Let \begin{align} f(x,y)&=2x-4\frac{y}{x} \\ f(0,0)&=0, \end{align} for $|x|\leq 1$, $0\leq y\leq x^2$. Show that $f$ is not Lipschitz.
I calculated its derivative and it is unbounded, but I don't know hot to prove it by definition since every path I chose, like $(0,0)$ and $(x,x^2)$ is Lipschitz with constant $2$, thanks.
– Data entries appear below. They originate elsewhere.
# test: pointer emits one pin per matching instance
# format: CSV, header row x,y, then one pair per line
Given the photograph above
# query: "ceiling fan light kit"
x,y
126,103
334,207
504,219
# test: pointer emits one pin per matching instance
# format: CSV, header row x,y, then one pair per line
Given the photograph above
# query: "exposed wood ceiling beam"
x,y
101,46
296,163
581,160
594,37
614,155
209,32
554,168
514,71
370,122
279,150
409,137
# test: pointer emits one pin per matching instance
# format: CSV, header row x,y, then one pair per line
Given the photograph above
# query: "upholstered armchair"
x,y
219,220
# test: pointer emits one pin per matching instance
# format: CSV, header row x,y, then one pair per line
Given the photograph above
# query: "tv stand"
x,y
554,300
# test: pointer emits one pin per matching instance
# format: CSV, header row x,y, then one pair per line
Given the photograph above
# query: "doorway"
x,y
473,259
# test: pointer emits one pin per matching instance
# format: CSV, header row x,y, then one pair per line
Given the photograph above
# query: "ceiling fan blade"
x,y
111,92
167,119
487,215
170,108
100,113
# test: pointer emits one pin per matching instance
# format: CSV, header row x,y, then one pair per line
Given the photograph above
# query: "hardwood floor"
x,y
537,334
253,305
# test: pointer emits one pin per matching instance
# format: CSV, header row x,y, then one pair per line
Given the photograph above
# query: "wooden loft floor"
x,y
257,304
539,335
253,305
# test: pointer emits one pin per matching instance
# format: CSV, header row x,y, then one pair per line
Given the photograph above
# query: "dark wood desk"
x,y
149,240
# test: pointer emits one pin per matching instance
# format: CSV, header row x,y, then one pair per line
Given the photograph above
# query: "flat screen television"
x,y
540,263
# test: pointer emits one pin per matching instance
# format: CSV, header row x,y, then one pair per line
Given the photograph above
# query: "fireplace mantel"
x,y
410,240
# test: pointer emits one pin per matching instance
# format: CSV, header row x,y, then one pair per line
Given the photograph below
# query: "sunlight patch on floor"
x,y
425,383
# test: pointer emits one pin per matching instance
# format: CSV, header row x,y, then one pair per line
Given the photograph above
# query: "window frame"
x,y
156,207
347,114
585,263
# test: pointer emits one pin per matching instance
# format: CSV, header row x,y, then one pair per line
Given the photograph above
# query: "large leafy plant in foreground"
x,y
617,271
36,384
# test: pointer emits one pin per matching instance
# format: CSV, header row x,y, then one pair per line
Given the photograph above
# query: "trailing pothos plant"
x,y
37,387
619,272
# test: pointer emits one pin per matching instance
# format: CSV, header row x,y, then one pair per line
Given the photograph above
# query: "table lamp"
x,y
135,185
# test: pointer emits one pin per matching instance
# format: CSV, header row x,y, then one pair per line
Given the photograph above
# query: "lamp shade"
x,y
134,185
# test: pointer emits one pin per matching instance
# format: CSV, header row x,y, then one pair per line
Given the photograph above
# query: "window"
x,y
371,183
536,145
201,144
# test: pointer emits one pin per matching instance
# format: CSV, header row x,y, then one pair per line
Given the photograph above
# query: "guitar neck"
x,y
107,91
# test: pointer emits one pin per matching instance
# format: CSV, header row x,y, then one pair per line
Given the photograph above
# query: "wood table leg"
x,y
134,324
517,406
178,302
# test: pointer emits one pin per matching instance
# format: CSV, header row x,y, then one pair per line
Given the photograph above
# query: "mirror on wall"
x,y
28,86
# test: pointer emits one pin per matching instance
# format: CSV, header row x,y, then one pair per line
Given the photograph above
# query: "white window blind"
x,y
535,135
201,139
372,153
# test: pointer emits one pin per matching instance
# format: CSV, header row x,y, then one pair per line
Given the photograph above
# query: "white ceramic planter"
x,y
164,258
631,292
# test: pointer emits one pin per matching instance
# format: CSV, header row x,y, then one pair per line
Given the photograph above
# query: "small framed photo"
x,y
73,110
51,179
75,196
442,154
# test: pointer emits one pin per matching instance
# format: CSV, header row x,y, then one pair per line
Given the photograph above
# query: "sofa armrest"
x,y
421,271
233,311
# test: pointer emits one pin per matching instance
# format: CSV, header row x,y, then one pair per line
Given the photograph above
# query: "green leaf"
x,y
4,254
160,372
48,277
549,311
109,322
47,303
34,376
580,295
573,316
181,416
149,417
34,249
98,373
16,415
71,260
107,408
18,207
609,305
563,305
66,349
The function $f$ is Lipschitz continuous (w.r.t. to the Euclidean norm) on the domain $$ D=\{ (x,y) : |x| \le 1, 0\le y \le x^2 \} $$
if and only if there exists some $L$ such that for every $(x,y), (\tilde x, \tilde y)\in D$ it follows $$ |f(x,y) - f(\tilde x, \tilde y)| \le K \|(x,y) - (\tilde x, \tilde y)\|. $$ That is, the quotient $$ \frac{|f(x,y) - f(\tilde x, \tilde y)|}{\|(x,y) - (\tilde x, \tilde y)\|} $$ is bounded for $(x,y) \ne (\tilde x, \tilde y)$.
Let $x\in(0,1]$. Then, we have $$ \frac{|f(x,x^2) - f(x, 0)|}{\sqrt{|x-x|^2 + |x^2 - 0|^2}} = \frac{4x}{x^2} = \frac4x \to \infty$$ for $x\to 0$. So $f$ is not Lipschitz continuous.